Петя молча ходил по комнате.
– Кабы я был на месте Николушки, я бы еще больше этих французов убил, – сказал он, – такие они мерзкие! Я бы их побил столько, что кучу из них сделали бы, – продолжал Петя.
– Молчи, Петя, какой ты дурак!…
– Не я дурак, а дуры те, кто от пустяков плачут, – сказал Петя.
– Ты его помнишь? – после минутного молчания вдруг спросила Наташа. Соня улыбнулась: «Помню ли Nicolas?»
– Нет, Соня, ты помнишь ли его так, чтоб хорошо помнить, чтобы всё помнить, – с старательным жестом сказала Наташа, видимо, желая придать своим словам самое серьезное значение. – И я помню Николеньку, я помню, – сказала она. – А Бориса не помню. Совсем не помню…
– Как? Не помнишь Бориса? – спросила Соня с удивлением.
– Не то, что не помню, – я знаю, какой он, но не так помню, как Николеньку. Его, я закрою глаза и помню, а Бориса нет (она закрыла глаза), так, нет – ничего!
– Ах, Наташа, – сказала Соня, восторженно и серьезно глядя на свою подругу, как будто она считала ее недостойной слышать то, что она намерена была сказать, и как будто она говорила это кому то другому, с кем нельзя шутить. – Я полюбила раз твоего брата, и, что бы ни случилось с ним, со мной, я никогда не перестану любить его во всю жизнь.

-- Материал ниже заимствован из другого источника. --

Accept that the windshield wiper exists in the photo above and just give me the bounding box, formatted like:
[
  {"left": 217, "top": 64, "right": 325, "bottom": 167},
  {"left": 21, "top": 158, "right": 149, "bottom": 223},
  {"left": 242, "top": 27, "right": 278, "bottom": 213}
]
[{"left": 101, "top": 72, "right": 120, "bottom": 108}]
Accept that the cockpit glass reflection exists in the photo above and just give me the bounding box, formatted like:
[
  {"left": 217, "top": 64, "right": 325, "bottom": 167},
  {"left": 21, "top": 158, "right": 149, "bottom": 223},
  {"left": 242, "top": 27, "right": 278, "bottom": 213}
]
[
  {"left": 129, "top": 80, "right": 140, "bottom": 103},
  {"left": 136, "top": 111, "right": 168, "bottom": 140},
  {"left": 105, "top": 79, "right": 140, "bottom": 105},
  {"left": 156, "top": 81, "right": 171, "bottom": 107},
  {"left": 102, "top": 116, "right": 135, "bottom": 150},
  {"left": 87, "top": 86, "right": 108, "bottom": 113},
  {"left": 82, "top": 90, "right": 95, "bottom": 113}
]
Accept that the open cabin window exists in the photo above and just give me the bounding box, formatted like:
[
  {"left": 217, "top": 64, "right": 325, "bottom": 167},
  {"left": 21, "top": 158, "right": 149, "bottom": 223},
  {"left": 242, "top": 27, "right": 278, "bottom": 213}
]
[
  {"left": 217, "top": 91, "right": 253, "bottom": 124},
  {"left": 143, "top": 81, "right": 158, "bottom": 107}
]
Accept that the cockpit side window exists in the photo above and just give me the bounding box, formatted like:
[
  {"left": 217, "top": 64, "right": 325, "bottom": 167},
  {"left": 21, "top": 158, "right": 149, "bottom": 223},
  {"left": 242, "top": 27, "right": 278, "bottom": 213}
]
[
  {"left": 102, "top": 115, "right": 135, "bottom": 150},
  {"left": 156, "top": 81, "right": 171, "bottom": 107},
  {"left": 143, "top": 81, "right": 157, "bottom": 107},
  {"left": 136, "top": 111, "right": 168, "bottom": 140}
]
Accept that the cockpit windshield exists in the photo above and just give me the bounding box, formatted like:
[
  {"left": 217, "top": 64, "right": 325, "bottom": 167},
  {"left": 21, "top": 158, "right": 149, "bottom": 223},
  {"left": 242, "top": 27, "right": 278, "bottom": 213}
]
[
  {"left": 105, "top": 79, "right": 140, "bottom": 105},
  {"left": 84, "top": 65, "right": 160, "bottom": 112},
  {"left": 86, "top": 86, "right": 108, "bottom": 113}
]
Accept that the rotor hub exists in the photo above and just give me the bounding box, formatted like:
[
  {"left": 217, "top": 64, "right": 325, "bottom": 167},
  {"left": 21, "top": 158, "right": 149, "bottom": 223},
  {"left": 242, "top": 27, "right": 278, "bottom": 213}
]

Наташа удивленно, любопытными глазами смотрела на Соню и молчала. Она чувствовала, что то, что говорила Соня, была правда, что была такая любовь, про которую говорила Соня; но Наташа ничего подобного еще не испытывала. Она верила, что это могло быть, но не понимала.
– Ты напишешь ему? – спросила она.
Соня задумалась. Вопрос о том, как писать к Nicolas и нужно ли писать и как писать, был вопрос, мучивший ее. Теперь, когда он был уже офицер и раненый герой, хорошо ли было с ее стороны напомнить ему о себе и как будто о том обязательстве, которое он взял на себя в отношении ее.

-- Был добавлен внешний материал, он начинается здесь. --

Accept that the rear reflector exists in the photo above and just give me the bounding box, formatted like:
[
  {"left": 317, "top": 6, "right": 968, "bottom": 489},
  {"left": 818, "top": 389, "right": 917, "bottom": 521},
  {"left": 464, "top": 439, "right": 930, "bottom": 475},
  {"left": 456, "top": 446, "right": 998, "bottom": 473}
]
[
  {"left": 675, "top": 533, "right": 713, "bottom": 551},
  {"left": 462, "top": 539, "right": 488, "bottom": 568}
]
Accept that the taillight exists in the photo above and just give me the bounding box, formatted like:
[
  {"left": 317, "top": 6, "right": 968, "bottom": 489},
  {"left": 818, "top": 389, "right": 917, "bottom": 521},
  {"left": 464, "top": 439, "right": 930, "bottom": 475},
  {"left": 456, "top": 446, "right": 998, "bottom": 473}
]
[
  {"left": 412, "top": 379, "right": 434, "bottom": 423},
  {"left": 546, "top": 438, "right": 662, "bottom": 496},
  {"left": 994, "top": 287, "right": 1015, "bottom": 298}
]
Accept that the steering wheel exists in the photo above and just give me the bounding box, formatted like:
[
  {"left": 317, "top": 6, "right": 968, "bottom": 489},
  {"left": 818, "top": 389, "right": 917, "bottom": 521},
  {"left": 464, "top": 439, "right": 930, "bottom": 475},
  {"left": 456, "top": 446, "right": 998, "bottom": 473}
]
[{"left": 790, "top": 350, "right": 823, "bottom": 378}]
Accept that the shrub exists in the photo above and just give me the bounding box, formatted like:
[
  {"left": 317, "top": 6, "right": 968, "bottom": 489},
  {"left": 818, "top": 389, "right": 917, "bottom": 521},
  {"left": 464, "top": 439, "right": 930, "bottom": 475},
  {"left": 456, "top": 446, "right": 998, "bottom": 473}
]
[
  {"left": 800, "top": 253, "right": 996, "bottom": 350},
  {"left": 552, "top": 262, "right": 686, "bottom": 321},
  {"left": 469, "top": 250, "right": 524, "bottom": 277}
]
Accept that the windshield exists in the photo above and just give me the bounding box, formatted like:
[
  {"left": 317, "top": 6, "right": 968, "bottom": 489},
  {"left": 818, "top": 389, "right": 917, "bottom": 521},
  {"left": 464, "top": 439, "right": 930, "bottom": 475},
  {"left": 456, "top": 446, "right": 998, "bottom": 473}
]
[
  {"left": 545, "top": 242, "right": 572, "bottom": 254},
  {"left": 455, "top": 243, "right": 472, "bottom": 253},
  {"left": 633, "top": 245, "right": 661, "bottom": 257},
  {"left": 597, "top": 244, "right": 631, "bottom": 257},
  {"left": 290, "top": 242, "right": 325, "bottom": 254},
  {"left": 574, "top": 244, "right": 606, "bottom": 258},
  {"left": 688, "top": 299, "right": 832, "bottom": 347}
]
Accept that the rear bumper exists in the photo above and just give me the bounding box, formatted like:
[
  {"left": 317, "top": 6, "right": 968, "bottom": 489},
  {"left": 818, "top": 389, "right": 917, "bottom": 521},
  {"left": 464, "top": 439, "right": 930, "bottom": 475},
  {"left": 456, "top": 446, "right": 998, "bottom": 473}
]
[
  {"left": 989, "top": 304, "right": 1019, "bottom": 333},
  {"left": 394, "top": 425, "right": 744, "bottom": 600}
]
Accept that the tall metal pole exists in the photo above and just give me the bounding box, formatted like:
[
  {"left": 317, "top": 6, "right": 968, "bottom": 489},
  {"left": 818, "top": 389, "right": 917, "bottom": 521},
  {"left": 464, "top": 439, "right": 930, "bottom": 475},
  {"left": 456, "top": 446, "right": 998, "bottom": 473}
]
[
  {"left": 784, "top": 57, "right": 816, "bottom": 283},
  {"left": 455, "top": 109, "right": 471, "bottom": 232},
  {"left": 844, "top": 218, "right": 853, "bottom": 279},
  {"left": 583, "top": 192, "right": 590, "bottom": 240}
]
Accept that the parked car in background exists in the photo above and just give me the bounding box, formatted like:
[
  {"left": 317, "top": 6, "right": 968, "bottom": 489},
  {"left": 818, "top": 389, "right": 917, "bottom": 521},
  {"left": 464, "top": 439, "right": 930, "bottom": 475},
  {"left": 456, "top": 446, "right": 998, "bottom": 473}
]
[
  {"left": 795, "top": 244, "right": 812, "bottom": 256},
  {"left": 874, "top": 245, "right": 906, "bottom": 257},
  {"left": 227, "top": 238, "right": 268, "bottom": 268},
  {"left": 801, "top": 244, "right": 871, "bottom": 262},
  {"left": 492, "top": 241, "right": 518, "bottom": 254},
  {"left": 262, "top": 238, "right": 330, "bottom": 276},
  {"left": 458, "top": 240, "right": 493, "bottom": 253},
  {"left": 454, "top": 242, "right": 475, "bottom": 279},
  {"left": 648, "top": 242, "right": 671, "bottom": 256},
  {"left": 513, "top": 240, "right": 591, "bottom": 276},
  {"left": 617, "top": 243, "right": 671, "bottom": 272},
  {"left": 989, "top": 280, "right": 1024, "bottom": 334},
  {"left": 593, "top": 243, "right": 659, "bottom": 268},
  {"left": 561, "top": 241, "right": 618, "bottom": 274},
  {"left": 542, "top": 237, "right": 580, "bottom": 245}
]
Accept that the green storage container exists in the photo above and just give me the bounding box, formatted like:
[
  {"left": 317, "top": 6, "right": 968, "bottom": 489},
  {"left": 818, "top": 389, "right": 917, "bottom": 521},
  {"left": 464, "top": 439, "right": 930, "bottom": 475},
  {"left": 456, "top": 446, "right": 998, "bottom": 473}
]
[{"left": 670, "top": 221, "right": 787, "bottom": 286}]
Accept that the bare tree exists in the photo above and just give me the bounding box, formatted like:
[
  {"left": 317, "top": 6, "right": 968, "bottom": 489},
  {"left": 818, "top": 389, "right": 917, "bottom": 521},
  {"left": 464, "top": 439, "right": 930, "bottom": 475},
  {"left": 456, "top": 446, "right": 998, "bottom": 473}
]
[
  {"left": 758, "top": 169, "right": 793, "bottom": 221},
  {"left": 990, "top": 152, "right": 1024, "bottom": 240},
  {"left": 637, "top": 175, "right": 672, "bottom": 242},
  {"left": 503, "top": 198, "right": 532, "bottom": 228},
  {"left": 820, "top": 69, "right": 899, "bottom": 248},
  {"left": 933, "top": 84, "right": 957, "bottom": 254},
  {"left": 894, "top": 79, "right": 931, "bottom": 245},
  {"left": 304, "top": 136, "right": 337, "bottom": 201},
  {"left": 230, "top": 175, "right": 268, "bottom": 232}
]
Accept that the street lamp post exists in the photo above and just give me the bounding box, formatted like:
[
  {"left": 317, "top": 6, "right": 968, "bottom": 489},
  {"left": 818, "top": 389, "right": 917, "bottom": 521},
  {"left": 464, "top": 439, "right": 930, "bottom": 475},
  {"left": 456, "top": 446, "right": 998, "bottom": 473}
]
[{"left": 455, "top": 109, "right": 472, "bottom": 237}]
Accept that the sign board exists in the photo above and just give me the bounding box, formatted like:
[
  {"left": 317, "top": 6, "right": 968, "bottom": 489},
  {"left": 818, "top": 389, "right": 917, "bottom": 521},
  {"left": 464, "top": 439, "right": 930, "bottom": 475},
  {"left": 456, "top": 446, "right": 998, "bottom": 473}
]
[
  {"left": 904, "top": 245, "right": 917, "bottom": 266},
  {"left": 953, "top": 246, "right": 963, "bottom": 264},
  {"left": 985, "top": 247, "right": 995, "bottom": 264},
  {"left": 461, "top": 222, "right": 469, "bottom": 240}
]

– Не знаю; я думаю, коли он пишет, – и я напишу, – краснея, сказала она.
– И тебе не стыдно будет писать ему?
Соня улыбнулась.
– Нет.
– А мне стыдно будет писать Борису, я не буду писать.
– Да отчего же стыдно?Да так, я не знаю. Неловко, стыдно.

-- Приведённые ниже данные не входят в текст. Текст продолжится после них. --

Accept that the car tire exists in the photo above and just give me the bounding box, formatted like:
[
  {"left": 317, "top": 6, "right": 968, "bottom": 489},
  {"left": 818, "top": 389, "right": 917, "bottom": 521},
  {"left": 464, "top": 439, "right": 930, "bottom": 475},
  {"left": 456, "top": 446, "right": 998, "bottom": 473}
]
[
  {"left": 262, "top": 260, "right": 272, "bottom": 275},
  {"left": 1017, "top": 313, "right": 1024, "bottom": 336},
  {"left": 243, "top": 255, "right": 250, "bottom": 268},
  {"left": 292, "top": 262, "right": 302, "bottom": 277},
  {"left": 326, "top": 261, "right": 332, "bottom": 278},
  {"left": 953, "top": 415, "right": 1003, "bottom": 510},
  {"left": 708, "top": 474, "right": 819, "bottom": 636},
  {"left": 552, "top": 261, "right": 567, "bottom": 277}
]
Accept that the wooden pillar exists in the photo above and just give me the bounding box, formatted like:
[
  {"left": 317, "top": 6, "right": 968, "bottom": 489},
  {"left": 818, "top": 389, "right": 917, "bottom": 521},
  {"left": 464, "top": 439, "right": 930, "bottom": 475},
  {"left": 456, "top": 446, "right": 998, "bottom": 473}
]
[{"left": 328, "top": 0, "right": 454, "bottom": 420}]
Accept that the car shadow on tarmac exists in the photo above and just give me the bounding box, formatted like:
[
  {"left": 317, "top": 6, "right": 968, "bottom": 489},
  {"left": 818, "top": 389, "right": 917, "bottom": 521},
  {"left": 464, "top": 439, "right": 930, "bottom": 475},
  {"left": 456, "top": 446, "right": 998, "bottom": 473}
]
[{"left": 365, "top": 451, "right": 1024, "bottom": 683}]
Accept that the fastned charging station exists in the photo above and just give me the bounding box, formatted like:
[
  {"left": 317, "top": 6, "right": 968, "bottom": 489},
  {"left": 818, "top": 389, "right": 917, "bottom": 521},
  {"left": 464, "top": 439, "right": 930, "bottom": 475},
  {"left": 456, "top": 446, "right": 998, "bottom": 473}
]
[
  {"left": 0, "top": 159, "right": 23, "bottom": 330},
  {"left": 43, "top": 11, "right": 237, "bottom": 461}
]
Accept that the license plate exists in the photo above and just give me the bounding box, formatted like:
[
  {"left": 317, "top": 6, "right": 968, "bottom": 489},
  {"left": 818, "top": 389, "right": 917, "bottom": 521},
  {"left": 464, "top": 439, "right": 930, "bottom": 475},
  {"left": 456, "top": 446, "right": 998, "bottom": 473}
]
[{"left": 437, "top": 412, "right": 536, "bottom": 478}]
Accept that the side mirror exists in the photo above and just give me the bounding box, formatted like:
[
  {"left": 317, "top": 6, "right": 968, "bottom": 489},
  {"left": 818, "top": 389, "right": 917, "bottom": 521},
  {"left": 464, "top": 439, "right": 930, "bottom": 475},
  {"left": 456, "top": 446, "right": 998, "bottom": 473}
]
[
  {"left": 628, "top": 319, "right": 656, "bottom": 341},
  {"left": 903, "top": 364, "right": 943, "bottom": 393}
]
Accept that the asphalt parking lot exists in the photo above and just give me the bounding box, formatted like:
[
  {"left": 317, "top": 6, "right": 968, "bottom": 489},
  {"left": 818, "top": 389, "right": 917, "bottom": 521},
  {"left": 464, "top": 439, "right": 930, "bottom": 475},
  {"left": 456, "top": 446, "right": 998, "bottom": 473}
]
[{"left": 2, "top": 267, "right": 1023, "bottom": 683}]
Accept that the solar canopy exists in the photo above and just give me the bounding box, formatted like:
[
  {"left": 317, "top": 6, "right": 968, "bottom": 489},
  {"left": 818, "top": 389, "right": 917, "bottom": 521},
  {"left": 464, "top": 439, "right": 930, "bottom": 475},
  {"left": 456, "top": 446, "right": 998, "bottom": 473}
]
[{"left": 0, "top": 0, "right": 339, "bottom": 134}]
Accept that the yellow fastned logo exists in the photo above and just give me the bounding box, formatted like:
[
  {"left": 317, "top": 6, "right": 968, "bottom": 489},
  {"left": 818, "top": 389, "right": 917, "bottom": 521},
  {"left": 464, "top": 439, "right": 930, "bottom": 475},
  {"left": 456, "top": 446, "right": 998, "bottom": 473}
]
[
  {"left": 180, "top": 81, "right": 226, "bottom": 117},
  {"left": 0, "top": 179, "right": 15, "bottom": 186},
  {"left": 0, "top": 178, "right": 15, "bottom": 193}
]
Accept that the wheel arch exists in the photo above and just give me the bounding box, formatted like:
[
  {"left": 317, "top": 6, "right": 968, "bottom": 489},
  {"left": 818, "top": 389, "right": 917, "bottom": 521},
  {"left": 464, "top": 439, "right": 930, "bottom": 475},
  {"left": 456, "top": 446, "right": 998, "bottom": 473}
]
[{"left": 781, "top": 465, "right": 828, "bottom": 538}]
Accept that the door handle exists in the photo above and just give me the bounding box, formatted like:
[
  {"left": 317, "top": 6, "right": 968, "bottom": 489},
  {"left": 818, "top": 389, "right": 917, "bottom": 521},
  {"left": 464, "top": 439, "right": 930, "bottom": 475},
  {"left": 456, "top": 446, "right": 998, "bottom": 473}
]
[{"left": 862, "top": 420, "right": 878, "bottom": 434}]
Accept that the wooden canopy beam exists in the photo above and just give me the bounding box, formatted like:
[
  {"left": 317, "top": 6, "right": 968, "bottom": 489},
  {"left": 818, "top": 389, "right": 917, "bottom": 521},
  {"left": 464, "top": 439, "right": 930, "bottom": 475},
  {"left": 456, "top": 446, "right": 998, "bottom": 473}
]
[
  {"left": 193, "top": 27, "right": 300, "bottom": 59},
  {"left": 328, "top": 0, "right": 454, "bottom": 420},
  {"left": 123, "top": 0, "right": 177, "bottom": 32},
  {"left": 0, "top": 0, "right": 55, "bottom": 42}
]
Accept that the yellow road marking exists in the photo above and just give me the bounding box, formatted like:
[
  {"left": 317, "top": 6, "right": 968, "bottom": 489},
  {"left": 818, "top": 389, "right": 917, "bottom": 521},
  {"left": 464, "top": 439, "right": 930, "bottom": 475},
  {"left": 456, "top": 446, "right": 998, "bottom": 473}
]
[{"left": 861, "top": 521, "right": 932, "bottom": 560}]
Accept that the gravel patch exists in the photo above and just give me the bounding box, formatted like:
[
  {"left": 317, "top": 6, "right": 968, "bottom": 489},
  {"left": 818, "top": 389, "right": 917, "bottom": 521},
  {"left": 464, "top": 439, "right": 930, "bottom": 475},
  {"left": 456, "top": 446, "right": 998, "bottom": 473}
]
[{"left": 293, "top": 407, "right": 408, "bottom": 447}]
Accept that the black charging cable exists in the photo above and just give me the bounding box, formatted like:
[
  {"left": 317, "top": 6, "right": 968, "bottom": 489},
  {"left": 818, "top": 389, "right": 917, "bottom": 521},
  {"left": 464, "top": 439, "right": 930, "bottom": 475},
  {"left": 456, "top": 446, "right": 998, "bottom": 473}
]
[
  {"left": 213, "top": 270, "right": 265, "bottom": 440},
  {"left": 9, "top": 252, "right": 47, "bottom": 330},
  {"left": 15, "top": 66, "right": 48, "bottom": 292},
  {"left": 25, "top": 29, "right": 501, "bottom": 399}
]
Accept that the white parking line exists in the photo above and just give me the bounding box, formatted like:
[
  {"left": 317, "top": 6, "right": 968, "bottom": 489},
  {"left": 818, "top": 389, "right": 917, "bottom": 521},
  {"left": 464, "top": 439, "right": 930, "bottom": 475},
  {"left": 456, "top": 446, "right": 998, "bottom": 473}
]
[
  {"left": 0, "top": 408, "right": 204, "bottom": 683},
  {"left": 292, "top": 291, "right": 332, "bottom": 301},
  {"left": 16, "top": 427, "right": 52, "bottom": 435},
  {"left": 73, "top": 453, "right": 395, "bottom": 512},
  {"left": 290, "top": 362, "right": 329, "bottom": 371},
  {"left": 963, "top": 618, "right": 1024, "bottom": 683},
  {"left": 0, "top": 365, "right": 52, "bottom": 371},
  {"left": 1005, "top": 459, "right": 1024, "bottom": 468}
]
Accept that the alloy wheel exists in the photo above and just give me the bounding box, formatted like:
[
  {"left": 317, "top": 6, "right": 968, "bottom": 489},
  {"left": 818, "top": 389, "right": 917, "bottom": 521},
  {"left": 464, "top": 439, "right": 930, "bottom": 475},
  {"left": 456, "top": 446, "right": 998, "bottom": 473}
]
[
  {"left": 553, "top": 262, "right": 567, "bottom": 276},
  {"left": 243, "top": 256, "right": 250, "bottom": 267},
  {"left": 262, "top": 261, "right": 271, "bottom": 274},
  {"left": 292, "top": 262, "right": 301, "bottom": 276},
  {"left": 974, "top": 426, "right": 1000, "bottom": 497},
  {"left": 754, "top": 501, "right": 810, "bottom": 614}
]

– А я знаю, отчего ей стыдно будет, – сказал Петя, обиженный первым замечанием Наташи, – оттого, что она была влюблена в этого толстого с очками (так называл Петя своего тезку, нового графа Безухого); теперь влюблена в певца этого (Петя говорил об итальянце, Наташином учителе пенья): вот ей и стыдно.
– Петя, ты глуп, – сказала Наташа.
– Не глупее тебя, матушка, – сказал девятилетний Петя, точно как будто он был старый бригадир.
Графиня была приготовлена намеками Анны Михайловны во время обеда. Уйдя к себе, она, сидя на кресле, не спускала глаз с миниатюрного портрета сына, вделанного в табакерке, и слезы навертывались ей на глаза. Анна Михайловна с письмом на цыпочках подошла к комнате графини и остановилась.
– Не входите, – сказала она старому графу, шедшему за ней, – после, – и затворила за собой дверь.
Граф приложил ухо к замку и стал слушать.
Сначала он слышал звуки равнодушных речей, потом один звук голоса Анны Михайловны, говорившей длинную речь, потом вскрик, потом молчание, потом опять оба голоса вместе говорили с радостными интонациями, и потом шаги, и Анна Михайловна отворила ему дверь. На лице Анны Михайловны было гордое выражение оператора, окончившего трудную ампутацию и вводящего публику для того, чтоб она могла оценить его искусство.